Forget the scalpel and instead get acquainted with a kitchen knife as culinary skills are needed more than ever in medicine to counter an obesogenic world.

The ADA 2020 virtual Scientific Sessions heard from experts – including dual qualified medicos and chefs – on the importance of being able to help patients with practical support around food choices rather than abstract discussion about micronutrients.

Dr David Eisenberg, a physician and director of culinary nutrition at the Harvard T. H. Chan School of Public Health, said improvements in cardiometabolic health will require changes in society and personal behaviour.

Cooking at home was at an all-time low in countries such as the US yet the evidence clearly shows there are correlations between cooking skills and levels of obesity, weekly vegetable consumption and the long term risk of diabetes.

“We as medical professionals are not trained to advise patients about food, diet, exercise and lifestyle. We are not required to prove competence re: diet and exercise on certification exams,” he said.

Yet the translation of nutrition information into practice is failing and innovative ways of demonstrating how patients can succeed with diet and lifestyle are required.

Dr Eisenberg founded the concept of teaching kitchens in which health professionals can learn skills such as meal preparation and planning through to nutrition counselling.

And the model of mobile and pop-up teaching kitchens can become “experiential learning laboratories” to help patients with chronic diseases such as diabetes and prediabetes learn life skills.

Dr Michelle Hauser, a physician and chef, teaches culinary medicine at Stanford

Clinical Associate Professor Michelle Hauser, an internal medicine physician and qualified chef from Stanford University School of Medicine, told the meeting that culinary medicine should be available to health professionals at all levels of their training.

She said culinary medicine was an evidence-based field that brings together nutrition and culinary knowledge and skills, to assist patients in maintaining health and preventing and treating disease by choosing high quality, healthy food in conjunction with appropriate medical care.

It could help bridge the gap between the majority of patients who consider doctors as very credible sources of nutrition information and the majority of doctors who feel inadequately trained to advise patients on food and eating behaviours.

“And last but not least, personal practice matters.
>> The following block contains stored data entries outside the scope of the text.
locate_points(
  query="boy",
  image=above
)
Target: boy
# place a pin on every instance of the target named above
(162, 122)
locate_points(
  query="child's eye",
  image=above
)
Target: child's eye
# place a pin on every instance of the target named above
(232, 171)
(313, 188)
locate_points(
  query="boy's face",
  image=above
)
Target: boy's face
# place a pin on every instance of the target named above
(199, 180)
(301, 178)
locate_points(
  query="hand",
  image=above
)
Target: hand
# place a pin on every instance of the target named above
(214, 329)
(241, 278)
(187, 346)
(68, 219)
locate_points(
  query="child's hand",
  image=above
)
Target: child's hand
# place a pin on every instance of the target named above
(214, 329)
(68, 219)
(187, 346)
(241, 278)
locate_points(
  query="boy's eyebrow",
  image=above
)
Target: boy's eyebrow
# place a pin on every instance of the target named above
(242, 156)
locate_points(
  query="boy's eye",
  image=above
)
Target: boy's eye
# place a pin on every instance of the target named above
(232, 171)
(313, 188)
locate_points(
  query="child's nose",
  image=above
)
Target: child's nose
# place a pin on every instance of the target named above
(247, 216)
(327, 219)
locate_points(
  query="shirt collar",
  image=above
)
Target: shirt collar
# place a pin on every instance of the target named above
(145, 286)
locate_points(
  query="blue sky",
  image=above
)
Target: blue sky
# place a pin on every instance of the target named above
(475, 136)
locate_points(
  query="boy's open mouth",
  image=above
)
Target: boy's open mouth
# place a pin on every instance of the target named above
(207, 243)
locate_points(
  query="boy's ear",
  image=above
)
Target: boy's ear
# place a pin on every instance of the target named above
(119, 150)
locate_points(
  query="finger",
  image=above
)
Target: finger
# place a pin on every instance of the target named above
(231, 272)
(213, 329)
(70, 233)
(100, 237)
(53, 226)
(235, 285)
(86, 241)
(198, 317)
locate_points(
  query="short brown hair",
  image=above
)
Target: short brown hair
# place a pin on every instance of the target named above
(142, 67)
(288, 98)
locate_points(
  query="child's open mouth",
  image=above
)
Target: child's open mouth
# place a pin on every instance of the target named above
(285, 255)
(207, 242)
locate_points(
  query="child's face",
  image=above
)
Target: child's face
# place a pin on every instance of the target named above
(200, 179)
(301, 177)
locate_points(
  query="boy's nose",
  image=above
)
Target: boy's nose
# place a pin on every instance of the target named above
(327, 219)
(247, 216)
Healthy physicians are much more likely to advise patients on the healthy behaviours that they practice themselves,” she said.

According to Dr Hauser, culinary medicine training is now available in some medical schools, during medical residencies and as part of continuing medical education.

For example, Stanford has been offering a teaching kitchen elective The Doctor is In (the Kitchen) for its medical students since 2017, delivered by two chef-MDs, other chefs and medical specialists.

And participants reported that knife skills were one of the most important skills they learned.

“I would say the biggest gap in nutrition for most people is that they are not eating produce, especially vegetables, and part of that is that they just don’t know how to efficiently chop those up,” she said.

A study of students who completed the program versus wait-listed students also showed improvements in basic cooking skills and techniques and confidence in planning balanced meals.

They also felt they were personally eating better and could use their new knowledge in talking to patients about how to enjoy home cooked, healthy food and overcome any potential barriers they faced.

Associate Professor Hauser said her comprehensive culinary medicine curriculum is now freely available online for health professional education.

Dr Linda Shiue, an MD and chef, said the power of culinary medicine when applied in the clinic setting lies in promoting and supporting healthy eating patterns, improving measures such as HbA1c, helping patients achieve weight goals, and delaying or preventing diabetes complications.

She said she would love to see cooking classes in every clinic as it is more effective in changing behaviour than nutrition education alone.

“This is all about seeing it, experiencing it, doing it and sharing a meal together.”

Dr Shiue, director of culinary medicine at the Permanente Medical Group, said providing teaching kitchens in a clinic setting is a low cost, accessible and culturally adaptable intervention.

Having cooking classes delivered in the place patients receive their health care also creates a positive association between food and health, she said.